Archive for the ‘Natural Bodybuilding’ Category

Creatine Dosage: A Simple Formula For Creatine Cycles

Monday, April 14th, 2008

The Creatine Dosage Calculation

In order to calculate your creatine dosage according to the original research,

Proper creatine dosage and how to calcuate your creatine cycle

you’ll first need to convert your body weight into kilograms. This won’t require a math degree. If it did, I wouldn’t be able to post this or even explain it!

Simple divide your current body weight in pounds by 2.2 to obtain your weight in kilograms. For example, if you weight 190 lbs then your kilogram weight is ~86 kilograms (190 / 2.2 = 86).

Next, multiple your weight in kilograms for the appropriate dose. The recommended loading dosage is 0.3 grams per kilogram of body weight. The maintenance phase is even less at only 0.03 grams of creatine per kilogram of body weight.

Example: 86kg person starting a loading phase would require 25.8 grams of creatine per day for 5 days divided up into 4 equal parts during the day. The maintenance phase of an 86kg person would be 2.58g of creatine per day.
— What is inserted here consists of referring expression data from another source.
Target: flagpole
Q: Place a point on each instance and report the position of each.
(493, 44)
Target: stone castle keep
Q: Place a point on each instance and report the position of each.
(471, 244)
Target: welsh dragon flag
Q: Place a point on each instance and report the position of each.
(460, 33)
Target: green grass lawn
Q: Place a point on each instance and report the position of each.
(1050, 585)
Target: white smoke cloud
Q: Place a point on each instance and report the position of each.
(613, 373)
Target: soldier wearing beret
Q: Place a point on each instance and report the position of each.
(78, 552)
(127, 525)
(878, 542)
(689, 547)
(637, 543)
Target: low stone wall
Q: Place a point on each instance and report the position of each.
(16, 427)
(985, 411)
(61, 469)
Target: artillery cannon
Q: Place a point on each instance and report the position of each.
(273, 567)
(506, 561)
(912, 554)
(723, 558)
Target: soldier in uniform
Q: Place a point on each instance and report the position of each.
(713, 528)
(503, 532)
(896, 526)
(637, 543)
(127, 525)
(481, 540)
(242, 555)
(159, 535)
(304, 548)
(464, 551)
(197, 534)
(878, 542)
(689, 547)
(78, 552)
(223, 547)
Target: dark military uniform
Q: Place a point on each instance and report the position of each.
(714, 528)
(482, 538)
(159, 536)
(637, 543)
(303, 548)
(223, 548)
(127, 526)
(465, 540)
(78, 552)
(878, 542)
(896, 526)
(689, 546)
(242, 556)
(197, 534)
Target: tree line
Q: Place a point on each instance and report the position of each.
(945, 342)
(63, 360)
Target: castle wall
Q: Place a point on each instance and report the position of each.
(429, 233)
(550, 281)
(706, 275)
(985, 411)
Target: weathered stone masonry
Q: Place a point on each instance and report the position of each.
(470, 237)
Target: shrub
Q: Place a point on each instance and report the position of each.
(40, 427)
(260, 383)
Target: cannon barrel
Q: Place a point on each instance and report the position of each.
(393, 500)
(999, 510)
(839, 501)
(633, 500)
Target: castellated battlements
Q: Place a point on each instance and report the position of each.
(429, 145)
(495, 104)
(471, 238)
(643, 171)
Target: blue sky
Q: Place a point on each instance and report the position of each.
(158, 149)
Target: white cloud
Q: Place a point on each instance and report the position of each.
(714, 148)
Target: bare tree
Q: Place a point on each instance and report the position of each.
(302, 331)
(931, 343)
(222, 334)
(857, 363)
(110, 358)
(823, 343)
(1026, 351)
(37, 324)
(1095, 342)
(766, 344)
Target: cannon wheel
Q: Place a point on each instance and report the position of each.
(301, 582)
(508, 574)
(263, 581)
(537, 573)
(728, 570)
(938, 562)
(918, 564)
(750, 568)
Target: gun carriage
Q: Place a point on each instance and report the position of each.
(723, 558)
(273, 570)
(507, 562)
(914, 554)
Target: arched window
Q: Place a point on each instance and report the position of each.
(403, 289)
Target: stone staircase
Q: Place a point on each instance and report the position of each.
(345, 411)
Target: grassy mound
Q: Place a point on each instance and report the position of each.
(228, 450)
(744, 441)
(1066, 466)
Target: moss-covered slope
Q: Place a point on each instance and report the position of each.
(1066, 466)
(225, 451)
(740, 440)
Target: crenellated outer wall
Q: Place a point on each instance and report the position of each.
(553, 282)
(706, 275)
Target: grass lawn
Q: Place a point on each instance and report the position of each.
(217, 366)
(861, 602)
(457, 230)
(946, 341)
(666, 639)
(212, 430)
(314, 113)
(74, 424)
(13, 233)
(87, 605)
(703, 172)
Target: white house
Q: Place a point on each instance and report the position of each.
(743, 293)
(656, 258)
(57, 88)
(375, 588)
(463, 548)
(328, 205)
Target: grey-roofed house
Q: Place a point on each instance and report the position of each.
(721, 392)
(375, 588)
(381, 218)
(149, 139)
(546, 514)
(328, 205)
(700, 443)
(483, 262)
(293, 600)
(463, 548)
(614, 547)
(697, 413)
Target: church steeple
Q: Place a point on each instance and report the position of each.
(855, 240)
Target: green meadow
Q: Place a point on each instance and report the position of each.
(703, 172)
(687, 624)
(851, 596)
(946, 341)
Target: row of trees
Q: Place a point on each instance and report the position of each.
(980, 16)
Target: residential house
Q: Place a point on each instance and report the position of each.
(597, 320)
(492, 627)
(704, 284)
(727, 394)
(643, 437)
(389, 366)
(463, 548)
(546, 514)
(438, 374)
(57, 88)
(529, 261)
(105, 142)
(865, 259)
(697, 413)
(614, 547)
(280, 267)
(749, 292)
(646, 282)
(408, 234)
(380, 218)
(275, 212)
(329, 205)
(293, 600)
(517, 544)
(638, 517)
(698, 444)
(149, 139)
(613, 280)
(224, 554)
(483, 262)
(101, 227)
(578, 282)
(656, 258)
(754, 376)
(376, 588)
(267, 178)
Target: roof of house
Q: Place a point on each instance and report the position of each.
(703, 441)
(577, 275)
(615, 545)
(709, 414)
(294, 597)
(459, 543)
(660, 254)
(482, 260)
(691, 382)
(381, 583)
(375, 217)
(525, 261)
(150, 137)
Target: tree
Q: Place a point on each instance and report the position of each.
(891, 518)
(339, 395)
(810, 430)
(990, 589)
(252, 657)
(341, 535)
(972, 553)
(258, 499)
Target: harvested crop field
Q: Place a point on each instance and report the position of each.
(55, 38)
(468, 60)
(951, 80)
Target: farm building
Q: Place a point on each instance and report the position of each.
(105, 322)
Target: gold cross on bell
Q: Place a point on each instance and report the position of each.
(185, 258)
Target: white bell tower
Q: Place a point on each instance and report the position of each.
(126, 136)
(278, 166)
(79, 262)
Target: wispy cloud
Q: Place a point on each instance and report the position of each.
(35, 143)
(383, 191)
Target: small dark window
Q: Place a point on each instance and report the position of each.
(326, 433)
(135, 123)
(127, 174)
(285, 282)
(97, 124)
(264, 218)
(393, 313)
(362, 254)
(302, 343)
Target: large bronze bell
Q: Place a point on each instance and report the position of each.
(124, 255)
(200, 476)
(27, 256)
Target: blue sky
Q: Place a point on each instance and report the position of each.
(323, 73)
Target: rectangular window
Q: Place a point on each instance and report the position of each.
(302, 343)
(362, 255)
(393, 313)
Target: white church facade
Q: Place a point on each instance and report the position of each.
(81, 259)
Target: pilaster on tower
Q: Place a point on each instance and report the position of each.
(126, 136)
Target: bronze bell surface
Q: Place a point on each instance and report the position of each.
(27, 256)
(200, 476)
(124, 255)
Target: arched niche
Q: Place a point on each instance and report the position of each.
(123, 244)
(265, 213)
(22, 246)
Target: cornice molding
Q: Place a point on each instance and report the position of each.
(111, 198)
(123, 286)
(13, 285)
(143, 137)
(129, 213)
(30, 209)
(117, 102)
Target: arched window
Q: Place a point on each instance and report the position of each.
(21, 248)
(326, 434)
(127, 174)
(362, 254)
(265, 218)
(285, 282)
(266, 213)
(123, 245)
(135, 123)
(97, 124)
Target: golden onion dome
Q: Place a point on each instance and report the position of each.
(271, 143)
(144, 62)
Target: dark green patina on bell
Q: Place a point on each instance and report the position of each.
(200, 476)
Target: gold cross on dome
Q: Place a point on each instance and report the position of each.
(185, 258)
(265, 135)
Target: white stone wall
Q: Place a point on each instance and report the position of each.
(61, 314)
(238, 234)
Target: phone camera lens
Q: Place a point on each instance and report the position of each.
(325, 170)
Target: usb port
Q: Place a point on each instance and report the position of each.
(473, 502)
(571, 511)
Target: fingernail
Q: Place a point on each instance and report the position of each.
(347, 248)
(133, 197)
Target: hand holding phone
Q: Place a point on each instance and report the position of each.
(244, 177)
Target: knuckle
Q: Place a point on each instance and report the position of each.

Personal Creatine Dosage Worksheet:

Step 1: Your body weight in pounds

Step 2: Body weight in kilograms
body weight in pounds divided by 2.2

Step 3: Find your Loading dose
body weight in kilograms multiplied by 0.3
divide into 4 equal parts; take 1 part every 4 hours

Step 4: Find your Maintenance dose
body weight in kilograms multiplied by 0.03

It appears that the loading phase will saturate your muscle stores with creatine quicker but there’s little difference in a person who does or does not do the loading phase. Except it might take longer to reach full muscle saturation. Many references today (2008) report the loading phase as unnecessary. Others make comments that a loading phase is only there to go thru the products quicker so you’ll need to purchase more creatine.

The loading phase can be done or not, it doesn’t appear there will be any final outcome differences.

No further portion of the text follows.